If you’re married, you and your spouse should sit down together at least once a month and talk about your family finances for the upcoming month. Money fights and money problems are a major factor in divorce today. Having this meeting regularly can help prevent that and build unity in your marriage.
If you’re single, you should still sit down and make a plan for the upcoming month. It might be wise to share your plan with someone close to you; have an accountability partner. It could be a parent, a sibling, or a close friend– someone that will help hold you to your commitments.
If you need to argue some and have a little heated discussion about the family finances, this is your forum to do so. This is where you can share your feelings, talk about what is important, and make compromises together. Be willing to give up a few things that you want in order for your spouse to get a few things that she wants. This is called compromise. Welcome to marriage.
In this meeting you should allocate every single dollar of your household income– from income to zero. Write the checks, pay the bills, and fill your envelopes; put everything in writing. Have the mindset that the money is already spent when the budget is set and agreed on, and the meeting is over.

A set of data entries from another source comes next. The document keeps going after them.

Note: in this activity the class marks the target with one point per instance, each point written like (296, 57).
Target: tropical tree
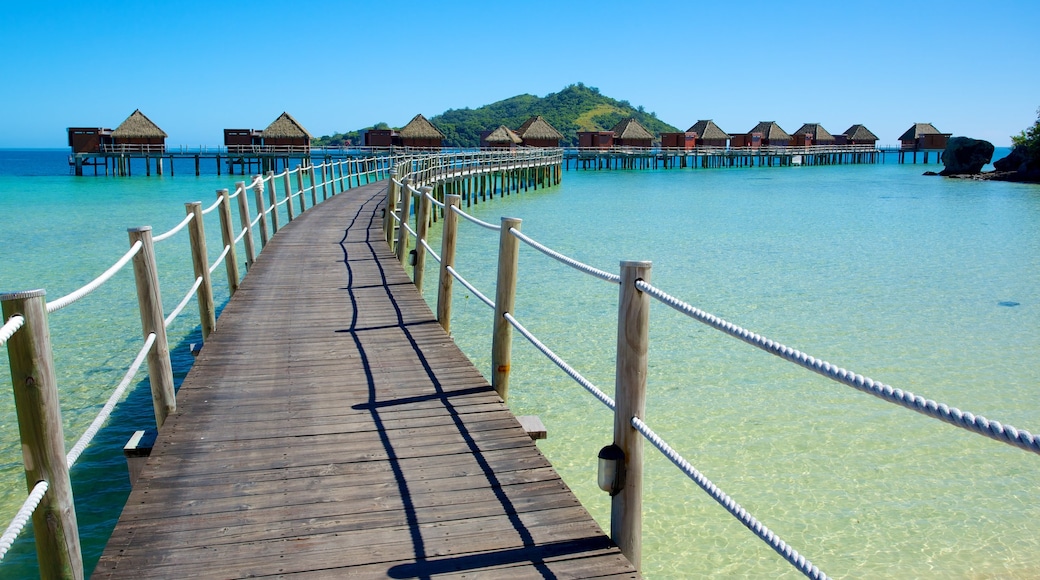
(1030, 138)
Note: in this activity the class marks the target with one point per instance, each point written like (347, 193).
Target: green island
(575, 108)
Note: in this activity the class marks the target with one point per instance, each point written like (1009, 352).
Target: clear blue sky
(196, 68)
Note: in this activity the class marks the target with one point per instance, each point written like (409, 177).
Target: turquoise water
(58, 233)
(876, 268)
(873, 267)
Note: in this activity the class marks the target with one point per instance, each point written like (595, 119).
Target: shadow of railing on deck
(423, 568)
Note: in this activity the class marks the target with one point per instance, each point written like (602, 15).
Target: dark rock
(965, 156)
(1014, 161)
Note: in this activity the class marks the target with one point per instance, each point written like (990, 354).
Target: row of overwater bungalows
(137, 133)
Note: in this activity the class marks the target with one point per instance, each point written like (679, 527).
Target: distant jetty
(628, 146)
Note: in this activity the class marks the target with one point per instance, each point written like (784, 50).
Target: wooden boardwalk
(330, 428)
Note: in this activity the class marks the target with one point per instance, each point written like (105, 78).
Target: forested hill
(575, 108)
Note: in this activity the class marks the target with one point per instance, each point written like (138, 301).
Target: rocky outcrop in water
(965, 156)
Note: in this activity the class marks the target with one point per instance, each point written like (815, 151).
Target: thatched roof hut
(708, 134)
(810, 134)
(138, 130)
(771, 134)
(595, 139)
(419, 132)
(858, 134)
(503, 136)
(630, 133)
(537, 132)
(924, 136)
(285, 127)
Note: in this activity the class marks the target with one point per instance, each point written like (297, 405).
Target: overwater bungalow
(857, 134)
(88, 139)
(379, 137)
(419, 132)
(811, 134)
(630, 133)
(595, 139)
(139, 134)
(537, 132)
(708, 134)
(241, 140)
(684, 141)
(501, 137)
(286, 134)
(924, 136)
(767, 133)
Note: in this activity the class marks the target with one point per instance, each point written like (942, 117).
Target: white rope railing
(9, 327)
(172, 233)
(22, 518)
(470, 287)
(219, 259)
(749, 521)
(588, 385)
(954, 416)
(96, 283)
(607, 277)
(479, 222)
(106, 411)
(184, 301)
(215, 205)
(434, 201)
(431, 251)
(404, 223)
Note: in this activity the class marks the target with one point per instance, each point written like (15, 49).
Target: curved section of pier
(330, 427)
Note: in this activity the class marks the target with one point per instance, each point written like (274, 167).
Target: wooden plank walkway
(331, 428)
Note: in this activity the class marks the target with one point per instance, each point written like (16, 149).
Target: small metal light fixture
(612, 469)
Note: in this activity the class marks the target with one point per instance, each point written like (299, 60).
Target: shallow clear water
(876, 268)
(59, 232)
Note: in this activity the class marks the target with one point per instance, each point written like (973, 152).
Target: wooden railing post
(288, 194)
(200, 261)
(160, 373)
(273, 198)
(505, 289)
(228, 236)
(43, 438)
(391, 208)
(300, 186)
(630, 385)
(261, 211)
(421, 225)
(404, 212)
(244, 222)
(449, 233)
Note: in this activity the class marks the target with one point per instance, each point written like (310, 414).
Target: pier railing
(621, 463)
(26, 334)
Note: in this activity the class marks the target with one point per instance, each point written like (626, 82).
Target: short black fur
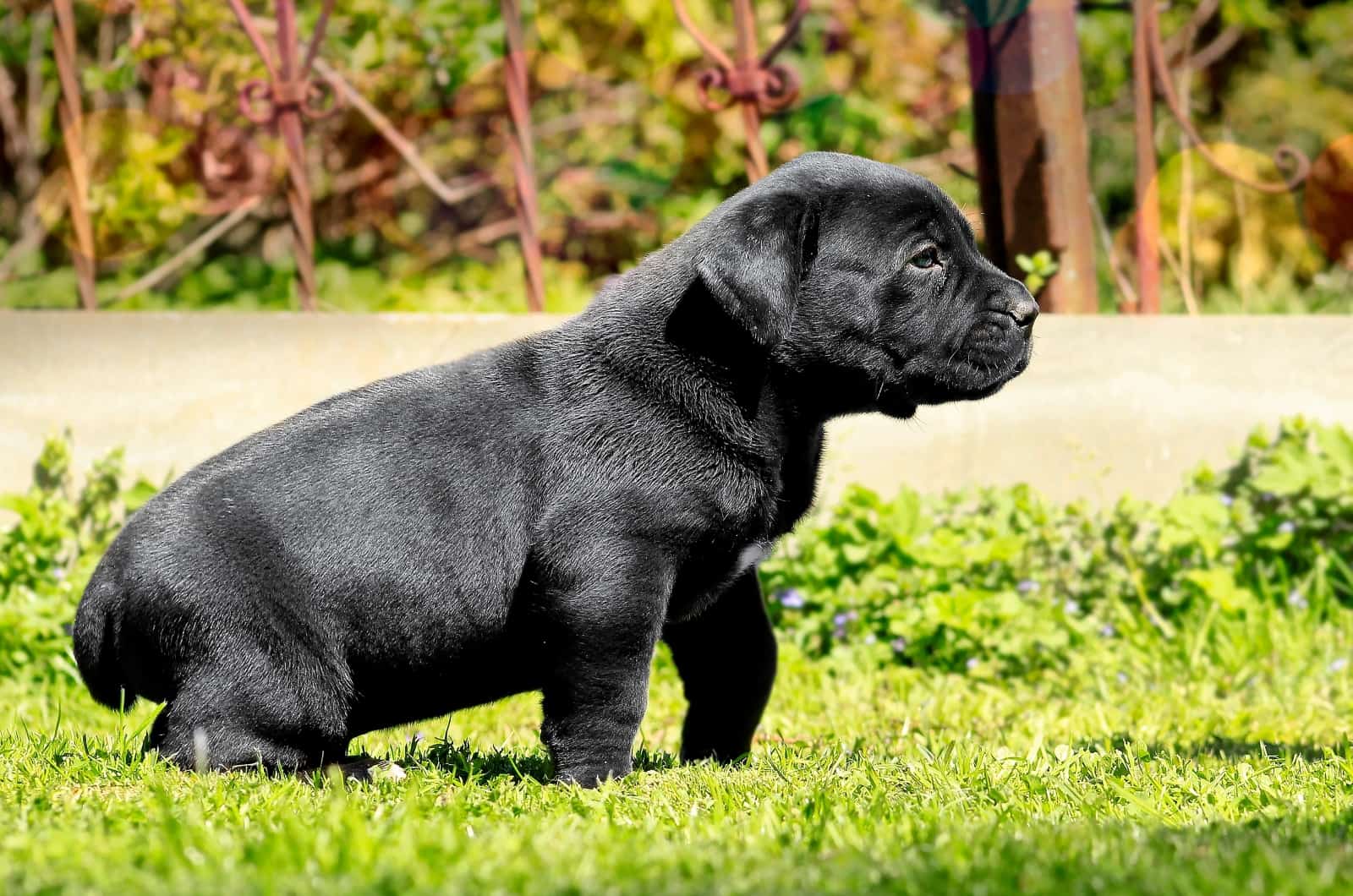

Do not place the burden to handle the budget entirely on your spouse. You are a couple. You are a team– work together. Together you are a family– it is our money and our family and our house and our dreams and our life.
One of you might be more inclined to make spreadsheets and budget sheets or understand money better. That is okay. You don’t both have to be budget nazis and math whizzes. But you do both need to look at the budget, know what is on it, agree with what is on it, and be willing to follow it.
If you are not being honest about your spending habits or you’ve been hiding something financially from your partner, this meeting would be a good time to get it out there. It’s time to be transparent. Be sympathetic of the faults your spouse might have brought to the table. Appreciate the honesty, be willing to forgive, and be willing to change together going forward. You are no longer going to hold things back financially from each other.
Don’t be mad at her because she wasn’t doing the budget correctly or because she was running up credit card debt that you didn’t know about, when you never sat down with her to make the budget or never had a in depth discussion about the family finances. You’re both at fault. Nobody is perfect. Commit to handle the finances together.
Financial infidelity is a problem; I am not undermining that issue. If you are lying to your spouse and hiding something from him or her, you need to come clean. If this has been a long standing issue in your marriage, you might need to see a marriage counselor to help you learn how to best approach your spouse about it. Not being transparent and honest about your household finances will destroy your marriage.
The family budget meeting is where you discuss your lives. It’s where you talk about your dreams, your desires, and the things that matter. What you decide to do with your money will reflect your values and the things that you want. Your budget is a direct reflection of the things that are most important to your family.
Sitting down together regularly to discuss your household finances will keep you on the same page with your spouse, enable transparency and honesty, empower your relationship, increase your wealth building power, and improve the unity in your marriage.
A family that budgets together, stays together.
Me and my husband have never in eleven years sat down and gone over our money together. I did the bills by myself for eight years and then he got a separate account and now we have his and her money. I haven’t seen my husbands paycheck in three years. I’ve asked and begged for him to have our account and no secrets or single bank accounts to separate us and he refuses. It literally has killed our marriage, it isn’t a marriage. It defeats the whole purpose of marriage. I have lost all trust and security in my marriage. It is so important to be a team and to communicate and work together.